Japanese anime television series

Urikupen Kyūjotai (ウリクペン救助隊, Urikupen Kyūjotai) is a 1974 short anime television series produced by Tatsunoko Production and directed by Hiroshi Sasagawa. The series premiered on Fuji Television on September 30, 1974, and ended on March 29, 1975.

Much later in 1991, Saban Entertainment has licensed and adapted the anime series for a worldwide release outside of Japan under the name, Jungle Tales and has condensed the 132 5-minute (serialized) episodes into 22 half-hour episodes.
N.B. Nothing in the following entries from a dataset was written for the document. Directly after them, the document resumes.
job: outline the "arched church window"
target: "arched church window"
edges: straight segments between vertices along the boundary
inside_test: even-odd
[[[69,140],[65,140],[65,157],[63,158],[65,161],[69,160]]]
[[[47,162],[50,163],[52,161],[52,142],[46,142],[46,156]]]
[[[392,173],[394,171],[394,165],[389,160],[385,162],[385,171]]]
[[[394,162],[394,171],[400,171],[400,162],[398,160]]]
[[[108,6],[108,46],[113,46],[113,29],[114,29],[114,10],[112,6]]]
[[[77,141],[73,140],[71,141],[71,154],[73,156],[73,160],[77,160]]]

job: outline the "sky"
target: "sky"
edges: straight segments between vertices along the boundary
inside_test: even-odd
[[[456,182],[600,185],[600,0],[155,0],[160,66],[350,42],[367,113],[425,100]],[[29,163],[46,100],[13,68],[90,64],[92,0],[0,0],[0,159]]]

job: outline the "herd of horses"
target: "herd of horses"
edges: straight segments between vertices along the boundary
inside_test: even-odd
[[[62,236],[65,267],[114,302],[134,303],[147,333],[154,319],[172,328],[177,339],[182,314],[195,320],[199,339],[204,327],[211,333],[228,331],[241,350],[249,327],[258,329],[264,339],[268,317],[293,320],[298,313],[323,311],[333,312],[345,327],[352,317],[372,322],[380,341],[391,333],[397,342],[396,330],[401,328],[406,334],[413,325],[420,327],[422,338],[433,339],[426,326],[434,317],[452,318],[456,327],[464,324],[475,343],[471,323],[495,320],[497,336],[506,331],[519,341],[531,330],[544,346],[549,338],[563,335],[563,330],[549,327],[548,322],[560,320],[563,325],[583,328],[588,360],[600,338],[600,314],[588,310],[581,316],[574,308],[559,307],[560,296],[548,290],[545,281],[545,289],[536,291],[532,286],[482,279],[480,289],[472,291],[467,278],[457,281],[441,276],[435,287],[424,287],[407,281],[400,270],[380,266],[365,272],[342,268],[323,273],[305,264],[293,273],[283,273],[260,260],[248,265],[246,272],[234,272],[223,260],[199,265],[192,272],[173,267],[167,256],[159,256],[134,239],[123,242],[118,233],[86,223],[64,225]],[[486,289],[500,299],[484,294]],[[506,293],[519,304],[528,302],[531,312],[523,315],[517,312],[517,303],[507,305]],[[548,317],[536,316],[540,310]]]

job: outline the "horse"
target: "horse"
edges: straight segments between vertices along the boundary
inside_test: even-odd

The voice casting and the English language dubbing production was done in-house by CINAR Studios, Inc. in Montreal, Canada. It has been broadcast on YTV in Canada. Heavy changes were made to the adaptation dub of the series. One being such is a new music score that was all digitally composed and sampled with an E-mu Proteus 2 Orchestra synthesizer. Other changes involve different character names used and gender changes for two characters. At the end of each condensed episode, a 3-minute music video was added to summarize the episode's plot. Many foreign dubs of the anime series would be mere translations of the dub.

==Plot==
Set in the country of Urikupen kingdom, a rescue team consisting of animals goes onto missions to rescue forest animals in disastrous locations. A mobilization scenario is shown once a week stating "this week's Lifetime Achievement Award" which is given to the rescue workers.

==Characters==

| Character Name(s) | Japanese / English Voice Actor |
|---|---|
| Boss Lion (ライオンのボス Raion no Bosu) / King Leo | Unknown / Aron Tager |
| Narrator (ナレーション Narēshon) | Rokurō Naya / Patricia Rodriguez |
| Seitaro Usagi (ウサギの征太郎 Usagi no Seitarō) / Rhonda Rabbit | Michie Kita / Sonja Ball |
| Gindai Pengin (ペンギンのギン太 Pengin no Gindai) / Pete Penguin | Tetsuo Mizutori / Rick Jones |
| Hachigorō Kuma (クマの八五郎 Kuma no Hachigorō) / Barney Bear | Shōji Satō / Gary Jewell |
| Rinrin Tsuru (ツルのリンリン Tsuru no Rinrin) / Petula Pigeon | Yōko Asagami / Jane Woods |
| Chocho Inoshishi (イノシシのチョチョ Inoshishi no Chocho) / Harry Hog | Unknown / Terrence Scammell |
| Mu Tonakai (トナカイのムーさん Tonakai no Mu-san) / Donny Dear | Unknown / Michael O'Reilly |
| Pinsuke Ritsu (ペンギンのギン太 Ritsu no Pinsuke) / Scooter Squirrel | Unknown / Rick Jones |
| Koara (コアラ Koara) / Koko Koala | Unknown / Sonja Ball |
| Wolf (ハングルフ Hangurufu) / Wolf Bain | Tetsuo Mizutori / Terrence Scammell |
| Condor (コンドル Kondoru) / Vic the Vulture | Unknown / Gary Jewell |
| Crow (カラス Karasu) / Jo-Jo Crow | Unknown / Terrence Scammell |

==Release==
The series was produced by Tatsunoko Production and directed by Hiroshi Sasagawa. The anime has been licensed by Saban Entertainment in North America.

The opening theme is "Ganbare! Urikupen Kyūjotai" by Ichirou Mizuki and Columbia Yurokago Kai.